Opponents of the Affordable Care Act once ran around screaming the act would establish so-called death panels that could withhold treatment from the old and the very ill.
Loud rang the cry: Obama wants to kill Granny!
Back then, I laughed this off. Not in this country, I thought. Americans would never stand for such a thing. These loonies need to reconfigure their tinfoil hats.
The Affordable Care Act became law, and death panels never materialized.
But now those old doomsayers look prophetic. Except that our current, very real, death- to-Granny movement isn’t being led by pagan libertine Democrats. It’s being led by conservative politicians and pundits.
Let the old and chronically ill perish, this faction says, but save the stock market. Some are implying that if you’re older than 60, it’s practically your patriotic duty to die.
Public health experts agree that if we don’t continue fighting COVID-19 through drastic social distancing and the shuttering of schools and businesses, the virus will wreak havoc not seen in a century.
Unfettered, it could kill hundreds of thousands, perhaps millions, of Americans of all ages. The aged and those with underlying medical conditions are particularly at risk.
Yet Texas Lt. Gov. Dan Patrick, pundit Glenn Beck, Fox News’ Brit Hume and others are arguing that, be that as it may, the country must reopen for business. Go to work. Go to church. Let the disease cull out the unfit.
Patrick told Tucker Carlson on Fox News: “No one reached out to me and said, as a senior citizen, are you willing to take a chance for your survival in exchange for keeping the America that all America loves for your children and grandchildren? And if that’s the exchange, I’m all in.”
The assumption behind all this is that unless the shutdowns end, the stock market will tank, younger adults will lose their jobs and corporations will go bust.
All of which might be true.
But on the other hand, mass deaths can’t be good for the economy, either.
It’s discombobulating to see how quickly we’ve begun writing off millions of citizens as expendable, in the hope of rescuing the Dow Jones Industrial Average. Wags have dubbed this, “Die for the Dow.”
The politicians and pundits favoring this “cure” are the very types who tend to crow about their “pro-life” bona fides, by which they mean their opposition to abortion.
Opposition to abortion is not necessarily bad. I have reservations about abortion myself. But by putting profits before people, these same folks are proving how little they care about sentient men and women living as fully formed humans, albeit old or weak.

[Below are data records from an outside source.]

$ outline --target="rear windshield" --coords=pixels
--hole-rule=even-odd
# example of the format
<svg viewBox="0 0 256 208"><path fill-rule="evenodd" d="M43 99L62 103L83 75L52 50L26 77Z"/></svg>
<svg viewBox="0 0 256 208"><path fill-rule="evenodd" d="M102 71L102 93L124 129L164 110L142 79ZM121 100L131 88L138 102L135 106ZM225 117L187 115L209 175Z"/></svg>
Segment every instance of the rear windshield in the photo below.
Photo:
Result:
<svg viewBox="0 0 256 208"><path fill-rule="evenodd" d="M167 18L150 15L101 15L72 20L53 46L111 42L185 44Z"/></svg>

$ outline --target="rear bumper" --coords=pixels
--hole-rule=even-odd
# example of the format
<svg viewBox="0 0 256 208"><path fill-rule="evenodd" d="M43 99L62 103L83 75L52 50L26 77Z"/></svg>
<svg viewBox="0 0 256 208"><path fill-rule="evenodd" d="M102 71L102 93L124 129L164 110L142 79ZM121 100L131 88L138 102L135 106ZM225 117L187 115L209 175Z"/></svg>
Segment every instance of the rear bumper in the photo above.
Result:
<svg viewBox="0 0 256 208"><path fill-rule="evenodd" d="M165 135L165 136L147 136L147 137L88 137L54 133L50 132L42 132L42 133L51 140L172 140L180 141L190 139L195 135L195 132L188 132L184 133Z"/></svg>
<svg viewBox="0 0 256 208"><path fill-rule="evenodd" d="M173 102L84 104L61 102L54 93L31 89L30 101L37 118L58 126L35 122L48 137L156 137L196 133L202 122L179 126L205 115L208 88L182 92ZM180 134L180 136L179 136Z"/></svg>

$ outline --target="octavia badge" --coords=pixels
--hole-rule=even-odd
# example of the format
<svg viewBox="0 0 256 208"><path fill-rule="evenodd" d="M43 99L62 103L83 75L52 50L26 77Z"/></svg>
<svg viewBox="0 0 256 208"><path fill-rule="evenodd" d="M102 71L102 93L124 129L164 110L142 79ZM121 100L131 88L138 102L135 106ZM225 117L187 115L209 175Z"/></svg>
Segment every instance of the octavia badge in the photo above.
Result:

This is heresy to everything Christianity has preached from its founding. Christians especially must oppose the death movement with every shred of faith and decency left in us.
To their credit, other conservatives—from what I’ve seen, Christians, mainly—are pushing back hard against this wretched worldview.
It’s difficult to get more conservative than the Southern Baptist Convention. But Russell Moore, president of the convention’s ethics and religious liberty commission, wrote an eloquent rebuke to the let-the-weak-die proposal.
He agreed an economic meltdown would be devastating.
“Still, each human life is more significant than a trillion-dollar gross national product,” he said. “Stocks and bonds are important, yes, but human beings are created in the image of God.”
Well put, Mr. Moore.
“A life in a nursing home is a life worth living,” he continued. “A life in a hospital quarantine ward is a life worth living. The lives of our grandparents, the lives of the disabled, the lives of the terminally ill, these are all lives worth living.”
I seem to remember that America’s been through numerous recessions and full-on crashes—the 1930s, 1987, 2008, just to name a few.
Eventually, the economy always recovers.
Dead people don’t recover.
I try, with mixed success, to stay out of politics. People get enough politics without me howling about it. But here, no Christian with a conscience can remain silent.
As Moore put it: “We cannot pass by on the side of the road when the elderly, the disabled, the poor, and the vulnerable are in peril before our eyes. We want to hear the sound of cash registers again, but we cannot afford to hear them over the cries of those made in the image of God.”
Speak up. Don’t let the moneychangers kill Granny for a lousy buck.